Which begged the old question: what exactly were “us”?
Then the Ruler of the Wind appeared, bringing the Archon of Archons to the lands of the papio. But the giant airship wasn’t important, and List was just another monkey from the trees, and the arrival was like the false calm that comes to a story when it loses its way.
“Run, run, run, run,” Father said.
Diamond did just that.
Voices chased after him, shrill and close and then not so close. Suddenly there was nothing to hear but his quick breathing and the bite of sandals into the rough coral dirt. He didn’t look back. He felt as if all he had to do now was run forever. Forever might be possible. A boy who could reattach his severed foot should be able to run day and night, eating what he could grab and sleeping in those little bites of time while both of his feet were in the air, free of duties. Running forever wasn’t what Father had wanted. It was Diamond’s plan, nobody else’s, and he promised himself that he wouldn’t stop until he was halfway around the world, and only then he would pause long enough to glance over his shoulder—days and days between him and his pursuers.
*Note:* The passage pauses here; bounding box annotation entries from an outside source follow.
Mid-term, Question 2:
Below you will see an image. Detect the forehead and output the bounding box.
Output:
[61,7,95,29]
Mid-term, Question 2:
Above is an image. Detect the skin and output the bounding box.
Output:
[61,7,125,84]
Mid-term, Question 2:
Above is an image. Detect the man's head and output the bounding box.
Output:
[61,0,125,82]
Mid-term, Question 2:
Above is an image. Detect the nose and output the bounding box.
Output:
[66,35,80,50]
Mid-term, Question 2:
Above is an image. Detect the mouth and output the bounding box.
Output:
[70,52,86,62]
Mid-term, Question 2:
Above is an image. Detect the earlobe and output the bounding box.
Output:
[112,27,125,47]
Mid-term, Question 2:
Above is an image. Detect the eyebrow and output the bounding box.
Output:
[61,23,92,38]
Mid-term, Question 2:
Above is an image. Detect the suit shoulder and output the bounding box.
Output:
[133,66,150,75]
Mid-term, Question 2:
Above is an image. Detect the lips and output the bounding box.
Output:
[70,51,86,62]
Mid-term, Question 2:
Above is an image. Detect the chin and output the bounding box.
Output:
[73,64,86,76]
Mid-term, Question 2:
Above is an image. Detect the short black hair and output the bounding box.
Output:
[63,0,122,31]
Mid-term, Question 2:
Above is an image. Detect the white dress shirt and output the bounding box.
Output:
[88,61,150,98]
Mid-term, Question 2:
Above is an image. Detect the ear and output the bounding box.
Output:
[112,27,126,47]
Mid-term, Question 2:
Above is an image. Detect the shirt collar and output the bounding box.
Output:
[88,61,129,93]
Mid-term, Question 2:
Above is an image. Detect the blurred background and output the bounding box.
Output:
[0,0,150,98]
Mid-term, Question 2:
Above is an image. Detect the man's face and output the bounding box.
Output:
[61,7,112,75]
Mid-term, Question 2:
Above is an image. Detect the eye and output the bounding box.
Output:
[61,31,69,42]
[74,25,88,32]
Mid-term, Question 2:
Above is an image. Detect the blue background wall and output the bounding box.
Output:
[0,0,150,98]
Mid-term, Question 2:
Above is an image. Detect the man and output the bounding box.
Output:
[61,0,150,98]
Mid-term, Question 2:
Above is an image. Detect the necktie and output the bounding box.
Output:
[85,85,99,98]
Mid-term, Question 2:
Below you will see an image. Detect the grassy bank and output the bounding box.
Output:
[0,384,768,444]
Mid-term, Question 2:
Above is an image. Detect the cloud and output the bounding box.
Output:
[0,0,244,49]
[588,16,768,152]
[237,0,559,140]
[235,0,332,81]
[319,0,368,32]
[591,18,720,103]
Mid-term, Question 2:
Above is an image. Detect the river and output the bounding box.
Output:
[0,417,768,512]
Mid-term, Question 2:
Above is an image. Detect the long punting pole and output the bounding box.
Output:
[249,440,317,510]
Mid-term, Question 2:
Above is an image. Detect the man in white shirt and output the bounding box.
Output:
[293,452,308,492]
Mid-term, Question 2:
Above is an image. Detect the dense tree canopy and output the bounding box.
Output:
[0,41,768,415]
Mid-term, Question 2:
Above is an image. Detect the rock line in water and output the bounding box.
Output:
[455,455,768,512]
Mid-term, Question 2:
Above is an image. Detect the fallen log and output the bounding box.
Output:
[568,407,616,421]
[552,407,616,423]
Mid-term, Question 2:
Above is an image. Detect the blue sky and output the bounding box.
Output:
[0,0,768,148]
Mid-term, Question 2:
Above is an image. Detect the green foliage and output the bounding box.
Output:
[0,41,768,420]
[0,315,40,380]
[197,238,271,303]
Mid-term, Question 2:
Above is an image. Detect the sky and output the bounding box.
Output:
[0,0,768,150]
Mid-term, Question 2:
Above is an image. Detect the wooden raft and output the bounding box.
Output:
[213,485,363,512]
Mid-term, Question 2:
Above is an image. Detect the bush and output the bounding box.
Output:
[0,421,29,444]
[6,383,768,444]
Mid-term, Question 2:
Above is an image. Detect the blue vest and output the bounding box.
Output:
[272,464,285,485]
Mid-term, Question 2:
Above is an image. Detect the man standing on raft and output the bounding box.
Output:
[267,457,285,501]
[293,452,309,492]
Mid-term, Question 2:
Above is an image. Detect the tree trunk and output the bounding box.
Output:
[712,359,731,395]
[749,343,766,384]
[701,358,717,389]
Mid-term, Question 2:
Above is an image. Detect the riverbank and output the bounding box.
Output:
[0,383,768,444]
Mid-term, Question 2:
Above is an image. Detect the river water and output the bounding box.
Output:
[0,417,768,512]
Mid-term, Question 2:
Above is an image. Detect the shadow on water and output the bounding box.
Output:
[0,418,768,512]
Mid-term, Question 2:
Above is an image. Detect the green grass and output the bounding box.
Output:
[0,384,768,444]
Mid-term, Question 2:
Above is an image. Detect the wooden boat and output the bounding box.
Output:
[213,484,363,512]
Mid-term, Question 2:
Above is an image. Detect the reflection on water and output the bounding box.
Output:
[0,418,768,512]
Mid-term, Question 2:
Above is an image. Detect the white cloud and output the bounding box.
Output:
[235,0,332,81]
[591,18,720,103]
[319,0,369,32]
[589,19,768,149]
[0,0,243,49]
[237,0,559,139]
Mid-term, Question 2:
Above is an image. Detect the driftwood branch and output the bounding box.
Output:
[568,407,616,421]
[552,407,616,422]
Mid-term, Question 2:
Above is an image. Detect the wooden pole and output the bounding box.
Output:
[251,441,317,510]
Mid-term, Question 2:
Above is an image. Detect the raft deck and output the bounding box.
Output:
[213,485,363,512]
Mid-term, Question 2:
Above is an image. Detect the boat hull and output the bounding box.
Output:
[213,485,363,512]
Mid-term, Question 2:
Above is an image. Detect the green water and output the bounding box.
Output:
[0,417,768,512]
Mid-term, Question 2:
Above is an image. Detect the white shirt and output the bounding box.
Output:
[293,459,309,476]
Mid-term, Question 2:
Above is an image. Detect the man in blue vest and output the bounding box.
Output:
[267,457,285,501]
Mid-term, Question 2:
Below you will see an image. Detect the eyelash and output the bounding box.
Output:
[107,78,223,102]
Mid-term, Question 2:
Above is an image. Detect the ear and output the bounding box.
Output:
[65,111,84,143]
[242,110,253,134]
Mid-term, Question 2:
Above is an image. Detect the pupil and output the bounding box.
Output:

The tent village was stretched out before him, and those very strange people were standing on the flat, foot-packed ground. Papio faces sported long, strong jaws and teeth bigger than human teeth, or his. They had pink hair on their scalps and some men had long red beards, and there were colorful, intricate tattoos wherever the brown skin showed. Eyes were bright and gold, staring out at Diamond from deep holes. Neat, durable clothes ended with bare broad toes on the long feet and bony hands curled up, knuckles touching the ground when the papio were doing nothing but standing. Knives and pistols rode on several of the belts. They didn’t stand any taller than humans, but they were massive with muscle and bone. Golden eyes stared at the running boy. The faces seemed very different from human faces, but the same emotions made their expressions flow in important ways. Then one of the papio, the delegate woman from the beginning, pointed her eyes and arm at something behind the running boy, and then she hollered a few sharp, senseless words.